The operator is in the final stages of plans for a joint listing in both London and Dublin which it hopes will raise around €1bn only two years after it emerged from bankruptcy.
The majority of this raise will be used to reduce Eircom's reported €2.3bn debt pile, a hangover from when the firm defaulted on its debts and filed for bankruptcy in February 2012 before being taken over by its senior lenders.
The fall was the largest in Irish financial history, with Eircom declaring nearly €3.75bn of debts. The company's holdings are now made up of over 200 investors who converted their senior debt holdings to equity in June 2012.
The floatation, apparently still in its preliminary stages, will probably not take place before September, and may even be delayed until next year as the company finalises its plans, with a spokesperson only saying that "We continue to review strategic options... (a) listing remains one option.".

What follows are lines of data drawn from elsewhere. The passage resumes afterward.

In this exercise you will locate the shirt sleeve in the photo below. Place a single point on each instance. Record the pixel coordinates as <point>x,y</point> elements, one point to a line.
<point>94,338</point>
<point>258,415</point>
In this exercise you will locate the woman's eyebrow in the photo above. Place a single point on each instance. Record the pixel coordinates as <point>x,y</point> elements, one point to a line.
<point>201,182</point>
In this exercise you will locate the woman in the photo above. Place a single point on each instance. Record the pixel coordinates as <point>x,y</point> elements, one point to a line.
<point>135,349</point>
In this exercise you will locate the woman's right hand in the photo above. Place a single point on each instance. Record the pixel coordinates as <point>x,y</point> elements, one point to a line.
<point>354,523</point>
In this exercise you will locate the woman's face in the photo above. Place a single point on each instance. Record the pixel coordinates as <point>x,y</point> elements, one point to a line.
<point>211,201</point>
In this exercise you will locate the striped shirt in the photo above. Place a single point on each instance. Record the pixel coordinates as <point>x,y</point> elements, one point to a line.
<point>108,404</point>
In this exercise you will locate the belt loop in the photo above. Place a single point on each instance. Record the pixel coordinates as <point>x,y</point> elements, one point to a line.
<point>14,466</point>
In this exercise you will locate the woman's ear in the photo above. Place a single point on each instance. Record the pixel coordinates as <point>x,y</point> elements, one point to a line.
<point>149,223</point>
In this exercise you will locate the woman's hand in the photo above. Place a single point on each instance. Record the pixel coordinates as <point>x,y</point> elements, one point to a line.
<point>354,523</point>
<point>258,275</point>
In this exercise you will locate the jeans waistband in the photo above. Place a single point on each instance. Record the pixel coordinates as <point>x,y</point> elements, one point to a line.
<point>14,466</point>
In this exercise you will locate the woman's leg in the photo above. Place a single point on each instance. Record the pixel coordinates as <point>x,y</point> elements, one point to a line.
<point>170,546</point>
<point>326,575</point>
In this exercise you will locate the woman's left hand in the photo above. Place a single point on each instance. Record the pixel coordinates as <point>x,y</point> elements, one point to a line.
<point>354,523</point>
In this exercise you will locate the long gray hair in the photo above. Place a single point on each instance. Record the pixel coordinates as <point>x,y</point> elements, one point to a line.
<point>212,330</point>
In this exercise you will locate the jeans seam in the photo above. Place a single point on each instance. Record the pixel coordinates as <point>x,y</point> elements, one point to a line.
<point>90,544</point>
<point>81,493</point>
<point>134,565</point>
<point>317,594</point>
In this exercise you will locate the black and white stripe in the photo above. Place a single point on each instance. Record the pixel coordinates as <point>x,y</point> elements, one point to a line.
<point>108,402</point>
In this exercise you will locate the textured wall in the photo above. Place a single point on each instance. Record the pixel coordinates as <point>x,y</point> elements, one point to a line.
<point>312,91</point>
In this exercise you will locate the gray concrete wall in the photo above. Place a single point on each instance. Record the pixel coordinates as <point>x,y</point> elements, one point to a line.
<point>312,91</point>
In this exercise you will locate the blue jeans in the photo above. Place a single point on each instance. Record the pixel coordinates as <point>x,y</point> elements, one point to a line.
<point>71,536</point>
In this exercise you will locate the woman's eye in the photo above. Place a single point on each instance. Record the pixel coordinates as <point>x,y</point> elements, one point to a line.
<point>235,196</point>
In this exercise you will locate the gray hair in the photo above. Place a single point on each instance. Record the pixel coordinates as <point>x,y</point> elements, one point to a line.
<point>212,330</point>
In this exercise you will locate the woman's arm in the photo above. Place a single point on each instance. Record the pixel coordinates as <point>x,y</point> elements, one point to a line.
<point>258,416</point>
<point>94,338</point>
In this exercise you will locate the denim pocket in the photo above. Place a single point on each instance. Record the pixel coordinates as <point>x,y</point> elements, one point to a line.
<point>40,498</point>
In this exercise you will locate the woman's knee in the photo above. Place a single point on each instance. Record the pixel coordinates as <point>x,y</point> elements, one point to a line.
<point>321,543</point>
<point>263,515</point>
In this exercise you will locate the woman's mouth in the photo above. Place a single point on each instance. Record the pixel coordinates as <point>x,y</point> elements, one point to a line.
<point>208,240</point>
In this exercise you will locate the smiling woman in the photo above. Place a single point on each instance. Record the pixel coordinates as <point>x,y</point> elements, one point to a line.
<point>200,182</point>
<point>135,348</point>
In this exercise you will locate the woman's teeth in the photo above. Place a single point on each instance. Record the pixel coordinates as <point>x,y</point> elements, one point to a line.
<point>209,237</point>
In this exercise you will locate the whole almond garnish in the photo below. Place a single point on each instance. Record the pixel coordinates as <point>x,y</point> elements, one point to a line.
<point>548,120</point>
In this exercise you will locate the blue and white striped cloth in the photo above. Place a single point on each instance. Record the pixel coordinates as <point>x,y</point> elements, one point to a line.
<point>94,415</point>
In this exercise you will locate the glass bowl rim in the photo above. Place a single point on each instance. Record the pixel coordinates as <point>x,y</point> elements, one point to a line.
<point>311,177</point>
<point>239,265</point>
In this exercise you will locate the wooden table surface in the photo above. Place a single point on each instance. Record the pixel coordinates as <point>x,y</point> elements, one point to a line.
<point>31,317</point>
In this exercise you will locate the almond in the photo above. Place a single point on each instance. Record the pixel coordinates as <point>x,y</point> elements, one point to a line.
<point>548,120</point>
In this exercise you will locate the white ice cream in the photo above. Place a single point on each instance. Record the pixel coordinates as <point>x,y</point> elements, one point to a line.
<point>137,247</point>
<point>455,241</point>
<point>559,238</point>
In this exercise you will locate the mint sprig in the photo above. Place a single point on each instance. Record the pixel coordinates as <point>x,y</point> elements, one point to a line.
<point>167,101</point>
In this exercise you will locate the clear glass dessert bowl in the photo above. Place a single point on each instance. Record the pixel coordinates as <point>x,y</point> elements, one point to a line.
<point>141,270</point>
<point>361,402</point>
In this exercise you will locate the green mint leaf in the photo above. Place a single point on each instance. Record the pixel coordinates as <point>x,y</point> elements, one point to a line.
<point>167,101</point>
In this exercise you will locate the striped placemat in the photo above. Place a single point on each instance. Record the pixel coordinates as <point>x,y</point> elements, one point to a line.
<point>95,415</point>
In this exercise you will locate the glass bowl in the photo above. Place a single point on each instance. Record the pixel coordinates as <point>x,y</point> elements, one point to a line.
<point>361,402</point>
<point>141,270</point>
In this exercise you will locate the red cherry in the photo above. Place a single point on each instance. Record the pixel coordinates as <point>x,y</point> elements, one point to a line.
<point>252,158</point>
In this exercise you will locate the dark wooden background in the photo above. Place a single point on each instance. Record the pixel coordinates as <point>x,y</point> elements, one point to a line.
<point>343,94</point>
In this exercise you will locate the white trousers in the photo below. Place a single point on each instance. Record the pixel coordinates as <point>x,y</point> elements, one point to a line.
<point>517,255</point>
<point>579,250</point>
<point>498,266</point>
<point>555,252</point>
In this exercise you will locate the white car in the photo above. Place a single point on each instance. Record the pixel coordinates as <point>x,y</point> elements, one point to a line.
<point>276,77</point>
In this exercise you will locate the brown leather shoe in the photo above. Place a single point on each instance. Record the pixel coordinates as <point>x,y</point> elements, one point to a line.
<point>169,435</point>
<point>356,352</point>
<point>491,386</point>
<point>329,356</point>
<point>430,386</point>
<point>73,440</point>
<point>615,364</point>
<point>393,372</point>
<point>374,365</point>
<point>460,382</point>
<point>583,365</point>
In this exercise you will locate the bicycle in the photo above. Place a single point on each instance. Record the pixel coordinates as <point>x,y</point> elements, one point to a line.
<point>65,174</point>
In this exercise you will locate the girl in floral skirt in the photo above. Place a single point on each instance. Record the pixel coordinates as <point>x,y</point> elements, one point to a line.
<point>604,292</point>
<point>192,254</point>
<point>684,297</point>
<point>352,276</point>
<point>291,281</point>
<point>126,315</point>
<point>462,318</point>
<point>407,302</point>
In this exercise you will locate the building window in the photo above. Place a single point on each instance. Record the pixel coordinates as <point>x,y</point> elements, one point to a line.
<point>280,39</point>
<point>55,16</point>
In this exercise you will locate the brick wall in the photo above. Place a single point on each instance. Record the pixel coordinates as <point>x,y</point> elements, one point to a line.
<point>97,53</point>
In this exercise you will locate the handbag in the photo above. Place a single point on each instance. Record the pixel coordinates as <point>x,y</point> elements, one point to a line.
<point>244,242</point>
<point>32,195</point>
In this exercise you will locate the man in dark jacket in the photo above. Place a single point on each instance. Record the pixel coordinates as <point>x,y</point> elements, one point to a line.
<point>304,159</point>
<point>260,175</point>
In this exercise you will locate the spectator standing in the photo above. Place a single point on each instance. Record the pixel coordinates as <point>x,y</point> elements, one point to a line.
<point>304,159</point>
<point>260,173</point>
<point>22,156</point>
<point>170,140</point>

The decision comes as part of a strategic options review being carried out by Goldman Sachs and Morgan Stanley, Eircom's joint financial advisers since April.
The deal would be Eircom's third float since it was privatised by the Irish government in 1999, and mark its seventh change of ownership in the past 15 years, which includes spells of both public and private ownerships. The company says it has over two million customers in Ireland, including just over a million subscribers to its Meteor and eMobile mobile networks.
The news comes weeks after Eircom's fellow Irish operator, O2 Ireland, was cleared for a €1bn takeover by Hutchinson Whampoa. The Hong-Kong based company, best known for its ownership of Three, will acquire O2 Ireland from parent company Telefonica before merging it with its current operations to create a new network with around 40% of the total Irish market share and over two million customers.